To certify quality, BIS officials must visit factories – which are often overseas. Lego, for instance, has plants in Denmark, Hungary, and Mexico. Nike outsources to manufacturers primarily in Vietnam, but also in Indonesia and China. (BIS, incidentally, acknowledges that inspections in China are near-impossible due to diplomatic and logistical constraints.)

Many companies have offered to pay for BIS officials to visit their factories overseas, but such offers have been turned down to avoid accusations of bias in favour of the company footing the travel bill.

So far, BIS inspectors have made only a handful of trips abroad. It’s also true that companies like Lego and Nike serve customers who expect high-quality standards globally, and they can’t afford to let those drop. Even though Lego claims its products are for users over 14 – and therefore not covered by the current QCOs – its items were seized from Amazon and Flipkart warehouses. No reasons have been given for the seizures.

Other tricky issues exist. Some companies import products made by other manufacturers – many in China – again raising inspection challenges.

The retail industry is taking note of the BIS raids on Amazon and Flipkart. If the BIS is willing to raid e-commerce giants, could small shopkeepers be next? Theoretically, the BIS could check if offline retailers are selling items that require its seal of approval. So far, there’s been no such action – but there’s growing anxiety.
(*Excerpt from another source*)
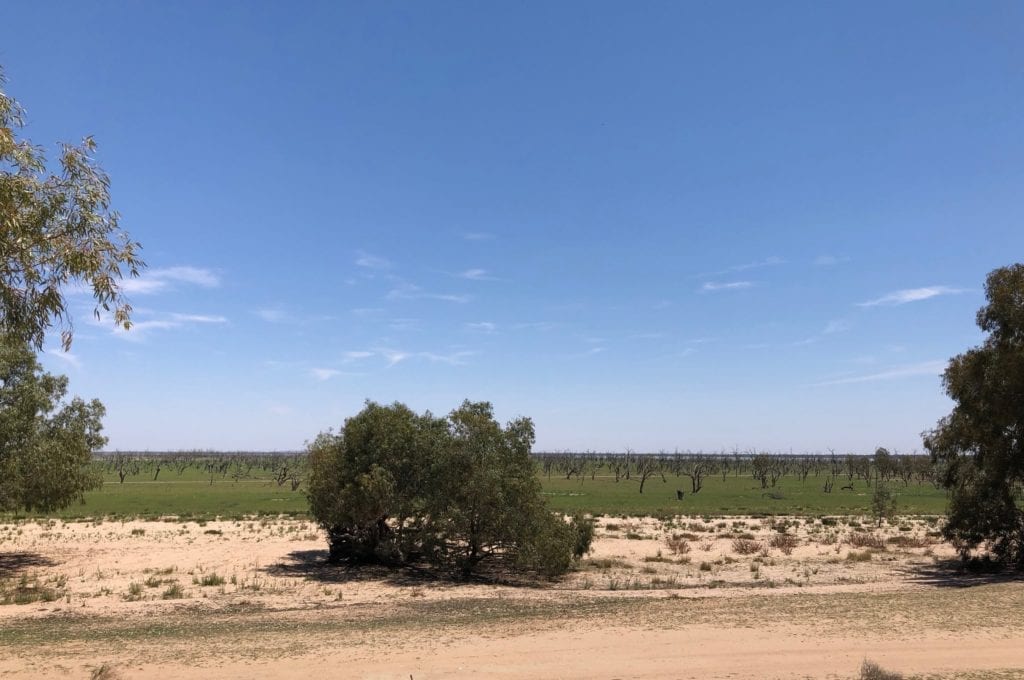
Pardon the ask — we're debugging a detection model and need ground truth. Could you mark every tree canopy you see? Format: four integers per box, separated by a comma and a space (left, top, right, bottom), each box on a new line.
308, 401, 592, 578
925, 264, 1024, 568
0, 338, 106, 512
0, 70, 144, 349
A retail expert warned: “Brands fear that if BIS extends raids to offline shops, the entire retail ecosystem could be disrupted. For now, they haven’t done that – but there’s nervousness that they might.”
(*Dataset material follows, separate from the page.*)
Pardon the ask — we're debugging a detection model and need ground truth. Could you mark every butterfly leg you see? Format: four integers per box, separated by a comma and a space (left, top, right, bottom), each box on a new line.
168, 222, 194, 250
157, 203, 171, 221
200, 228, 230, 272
So why has the government turned so aggressive on quality standards? Obviously, India wants its standards to be world-class and recognized globally. But there’s a subplot. Goyal has been candid about a key motivation: Make in India.

India wants foreign giants to ditch imports from Vietnam or Indonesia and build factories here. Footwear brands are feeling the heat most.

The problem? Companies need large sales volumes to justify setting up plants in India. Plus, India’s not in trade blocs like RCEP (the Regional Comprehensive Economic Partnership), so Indian-made exports face tariffs. And navigating India’s regulatory maze can be a rollercoaster of red tape and complexity.

BIS certification also isn’t a one-and-done deal – approvals must be renewed, creating more layers of uncertainty.

Other nations are watching closely. During UK trade talks, QCOs were flagged as non-tariff barriers. The US has also raised concerns in its negotiations for an India-US trade deal.

There’s no doubt the government’s goal – to make Indian products synonymous with world-class quality – is laudable. But can the QCO regime deliver the win? The government insists it’s on the right track. Many of the biggest global companies beg to differ, calling the system a bureaucratic minefield.